Collège Charlemagne inc. et Desanlis, 2024 QCTAT 3729
Date de décision: 11/10/2024
Mots-clés: Article 205.1 LATMP, Article 206 LATMP, Article 209 LATMP, Article 212 LATMP, Article 212.1 LATMP, Article 218 LATMP, Article 224.1 LATMP, Article 4 Loi sur la justice administrative, Article 41 Loi d'interprétation, Article 43 LITAT, Bureau d'évaluation médicale, Cuisinière, Décision favorable aux parties, Diligence, Emploi convenable, Limitations fonctionnelles, Médecin qui a charge, Primauté du professionnel de la santé qui a charge, Professionnel de la santé désigné, Trouble de l'adaptation avec humeur mixte
Le diagnostic de la lésion professionnelle en cause est celui de trouble de l’adaptation avec humeur mixte. Cette lésion survient en octobre 2017. Le 15 novembre 2019, la CNESST transmet au BEM la demande de l’employeur afin que la travailleuse soit évaluée. Les questions médicales visées sont plus particulièrement la consolidation, l’atteinte permanente et les limitations fonctionnelles, l’avis du professionnel de la santé désigné par l’employeur infirmant celui du professionnel de la santé qui a charge portant sur ces 3 sujets. Le 20 novembre 2019, puis le 21 janvier 2020, sans attendre les conclusions du BEM relativement aux questions médicales contestées par l’employeur, la CNESST rend des décisions portant sur le droit de la travailleuse à la réadaptation et détermine à cette dernière un emploi convenable ailleurs que chez l’employeur. Elle prend alors en considération les limitations fonctionnelles établies par le professionnel de la santé qui a charge. L’employeur conteste ces décisions.

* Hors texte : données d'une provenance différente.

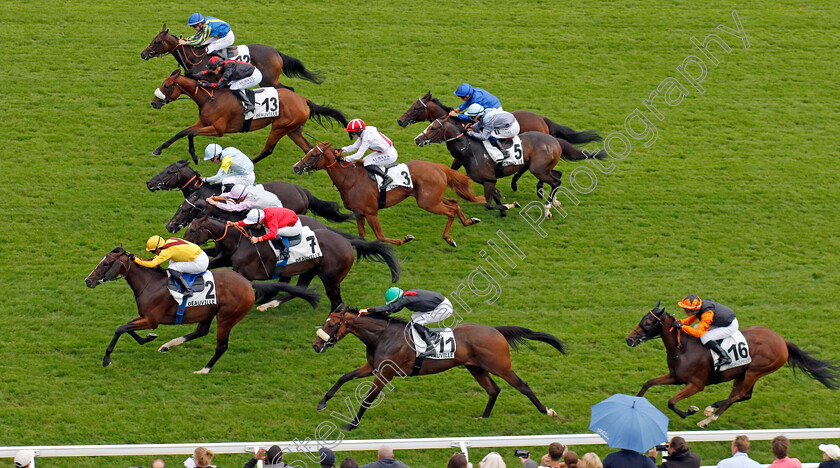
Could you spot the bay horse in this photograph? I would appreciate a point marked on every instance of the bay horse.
(481, 349)
(219, 112)
(257, 261)
(193, 60)
(428, 109)
(690, 363)
(155, 305)
(360, 193)
(179, 175)
(539, 154)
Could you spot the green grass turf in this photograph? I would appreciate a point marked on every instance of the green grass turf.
(734, 201)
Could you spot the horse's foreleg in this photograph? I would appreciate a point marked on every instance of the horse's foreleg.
(363, 371)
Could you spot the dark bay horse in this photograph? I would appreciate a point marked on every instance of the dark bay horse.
(481, 349)
(256, 261)
(193, 60)
(234, 297)
(690, 363)
(428, 109)
(360, 194)
(179, 175)
(219, 112)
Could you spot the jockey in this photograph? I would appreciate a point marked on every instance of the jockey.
(236, 168)
(239, 76)
(212, 32)
(716, 321)
(472, 96)
(183, 256)
(245, 197)
(370, 138)
(281, 223)
(428, 307)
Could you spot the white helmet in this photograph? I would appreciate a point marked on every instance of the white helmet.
(254, 216)
(473, 110)
(212, 151)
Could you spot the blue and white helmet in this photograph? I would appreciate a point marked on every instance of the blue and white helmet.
(195, 18)
(212, 151)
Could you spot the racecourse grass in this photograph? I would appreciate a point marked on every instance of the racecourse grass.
(735, 200)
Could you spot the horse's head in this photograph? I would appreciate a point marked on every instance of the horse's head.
(651, 326)
(113, 265)
(177, 175)
(168, 91)
(159, 45)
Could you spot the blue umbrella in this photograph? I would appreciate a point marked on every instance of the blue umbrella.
(629, 422)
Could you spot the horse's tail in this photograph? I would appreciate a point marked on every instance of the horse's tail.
(264, 292)
(566, 133)
(328, 210)
(294, 68)
(462, 185)
(316, 112)
(517, 335)
(826, 372)
(376, 251)
(573, 153)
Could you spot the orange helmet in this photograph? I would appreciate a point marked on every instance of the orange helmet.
(691, 302)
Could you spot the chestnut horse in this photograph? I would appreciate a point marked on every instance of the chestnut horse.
(360, 193)
(155, 305)
(268, 60)
(690, 363)
(219, 112)
(481, 349)
(428, 109)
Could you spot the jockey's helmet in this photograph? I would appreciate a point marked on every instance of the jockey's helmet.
(355, 125)
(474, 110)
(195, 18)
(392, 294)
(464, 89)
(212, 150)
(691, 302)
(254, 216)
(154, 242)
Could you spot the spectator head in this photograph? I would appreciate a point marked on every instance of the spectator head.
(780, 446)
(591, 460)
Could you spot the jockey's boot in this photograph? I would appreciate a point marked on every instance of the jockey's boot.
(186, 290)
(725, 360)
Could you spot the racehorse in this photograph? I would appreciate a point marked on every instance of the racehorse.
(257, 261)
(193, 60)
(481, 349)
(360, 194)
(234, 298)
(179, 175)
(428, 108)
(539, 154)
(690, 363)
(220, 112)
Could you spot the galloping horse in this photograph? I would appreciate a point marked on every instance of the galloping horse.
(481, 349)
(428, 108)
(539, 154)
(268, 60)
(234, 298)
(360, 194)
(257, 261)
(690, 363)
(220, 112)
(179, 175)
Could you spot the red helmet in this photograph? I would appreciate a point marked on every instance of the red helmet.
(355, 125)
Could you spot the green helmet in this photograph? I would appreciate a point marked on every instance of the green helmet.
(392, 294)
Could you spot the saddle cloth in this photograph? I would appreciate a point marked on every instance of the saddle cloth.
(445, 348)
(204, 287)
(737, 348)
(513, 155)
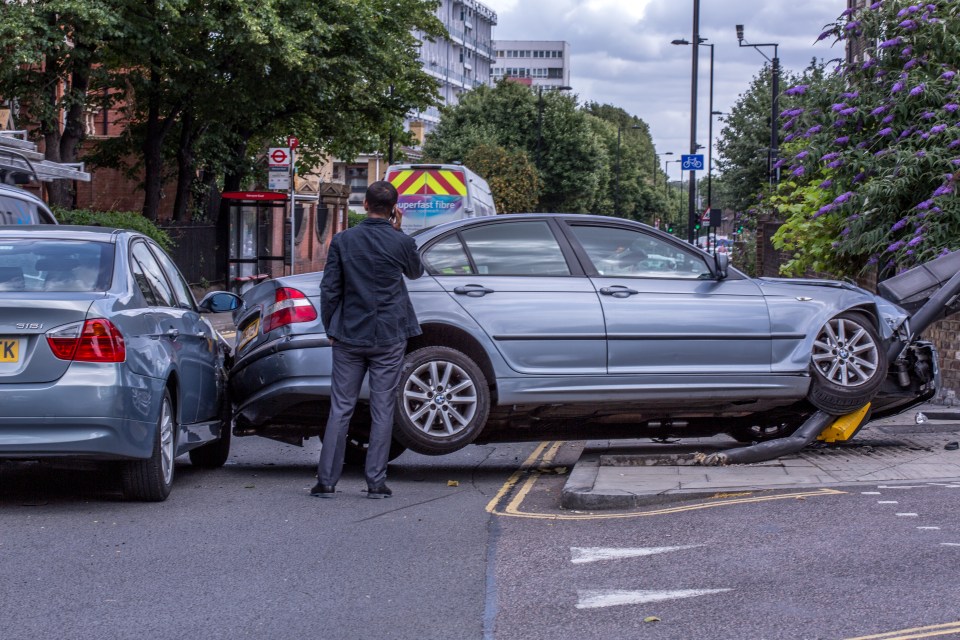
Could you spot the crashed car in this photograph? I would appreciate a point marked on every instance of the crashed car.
(579, 327)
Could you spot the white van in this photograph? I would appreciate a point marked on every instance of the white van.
(431, 194)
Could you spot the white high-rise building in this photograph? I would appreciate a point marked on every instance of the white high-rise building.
(541, 63)
(461, 63)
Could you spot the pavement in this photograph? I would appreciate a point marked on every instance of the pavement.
(621, 474)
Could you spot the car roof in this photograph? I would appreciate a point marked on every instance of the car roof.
(468, 222)
(63, 232)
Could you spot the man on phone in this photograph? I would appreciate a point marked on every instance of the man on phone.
(368, 316)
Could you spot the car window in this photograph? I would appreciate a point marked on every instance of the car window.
(55, 265)
(447, 258)
(152, 275)
(526, 248)
(181, 290)
(616, 251)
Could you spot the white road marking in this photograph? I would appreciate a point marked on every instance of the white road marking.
(596, 599)
(581, 555)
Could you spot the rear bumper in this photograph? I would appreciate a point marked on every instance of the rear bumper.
(94, 411)
(279, 376)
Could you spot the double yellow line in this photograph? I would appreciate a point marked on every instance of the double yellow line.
(946, 629)
(518, 486)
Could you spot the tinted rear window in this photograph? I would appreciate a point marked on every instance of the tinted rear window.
(55, 265)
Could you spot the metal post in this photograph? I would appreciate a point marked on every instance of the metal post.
(691, 212)
(616, 193)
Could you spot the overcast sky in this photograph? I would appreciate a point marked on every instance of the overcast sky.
(621, 51)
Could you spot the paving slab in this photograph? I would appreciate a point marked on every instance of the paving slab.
(622, 474)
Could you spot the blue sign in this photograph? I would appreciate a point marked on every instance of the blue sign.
(692, 162)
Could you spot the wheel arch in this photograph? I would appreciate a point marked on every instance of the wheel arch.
(445, 335)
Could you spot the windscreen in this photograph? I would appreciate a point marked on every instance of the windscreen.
(55, 265)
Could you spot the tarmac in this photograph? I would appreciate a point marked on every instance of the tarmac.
(622, 474)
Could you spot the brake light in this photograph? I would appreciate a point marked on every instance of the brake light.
(96, 340)
(291, 306)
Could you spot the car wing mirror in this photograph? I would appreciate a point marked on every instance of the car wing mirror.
(220, 302)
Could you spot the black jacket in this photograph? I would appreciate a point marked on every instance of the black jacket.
(363, 298)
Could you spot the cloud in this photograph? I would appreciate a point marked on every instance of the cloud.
(621, 52)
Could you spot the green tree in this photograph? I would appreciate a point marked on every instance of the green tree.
(877, 142)
(511, 175)
(570, 154)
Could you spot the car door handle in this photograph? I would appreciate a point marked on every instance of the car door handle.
(618, 291)
(472, 290)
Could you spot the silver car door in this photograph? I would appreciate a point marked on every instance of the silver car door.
(664, 311)
(514, 279)
(200, 339)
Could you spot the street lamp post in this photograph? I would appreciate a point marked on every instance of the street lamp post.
(540, 117)
(616, 193)
(774, 108)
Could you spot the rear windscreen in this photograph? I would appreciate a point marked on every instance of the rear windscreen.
(55, 265)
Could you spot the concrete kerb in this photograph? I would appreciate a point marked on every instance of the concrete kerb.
(629, 474)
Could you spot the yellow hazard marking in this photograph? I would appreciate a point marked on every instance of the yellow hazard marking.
(844, 426)
(400, 177)
(530, 471)
(949, 628)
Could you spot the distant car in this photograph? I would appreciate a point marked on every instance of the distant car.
(104, 355)
(577, 326)
(18, 206)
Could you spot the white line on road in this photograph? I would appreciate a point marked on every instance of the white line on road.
(581, 555)
(596, 599)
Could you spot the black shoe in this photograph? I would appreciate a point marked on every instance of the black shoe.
(323, 491)
(377, 493)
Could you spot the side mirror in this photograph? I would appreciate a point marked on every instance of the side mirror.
(220, 302)
(721, 262)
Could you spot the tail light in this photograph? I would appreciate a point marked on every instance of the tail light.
(291, 306)
(95, 340)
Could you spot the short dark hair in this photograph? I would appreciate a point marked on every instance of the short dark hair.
(381, 197)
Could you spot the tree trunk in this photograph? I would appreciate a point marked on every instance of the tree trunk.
(186, 166)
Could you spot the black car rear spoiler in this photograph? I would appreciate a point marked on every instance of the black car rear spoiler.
(930, 292)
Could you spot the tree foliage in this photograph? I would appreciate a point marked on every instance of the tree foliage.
(573, 149)
(876, 144)
(511, 175)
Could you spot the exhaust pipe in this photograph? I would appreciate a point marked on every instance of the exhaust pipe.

Le TAT souligne que, lorsque la procédure d’évaluation médicale est perturbée parce qu’aucun membre du BEM n’est désigné, la CNESST ne peut se permettre de simplement demeurer en attente. Il rappelle à cet égard, à titre d’exemple, le paragraphe 3 de l’article 4 de la Loi sur la justice administrative, qui prévoit que l’Administration gouvernementale prend les mesures appropriées pour s’assurer que les décisions sont prises avec diligence.
Le TAT constate par ailleurs que le fait de rendre une décision fondée sur les conclusions du professionnel de la santé qui a charge, à défaut d’obtenir un avis du BEM, est conforme à une interprétation jurisprudentielle selon laquelle la primauté des conclusions du professionnel de la santé qui a charge constitue un principe fondamental de la LATMP, la CNESST étant liée par ces conclusions tant qu’un membre du BEM n’a pas rendu un avis.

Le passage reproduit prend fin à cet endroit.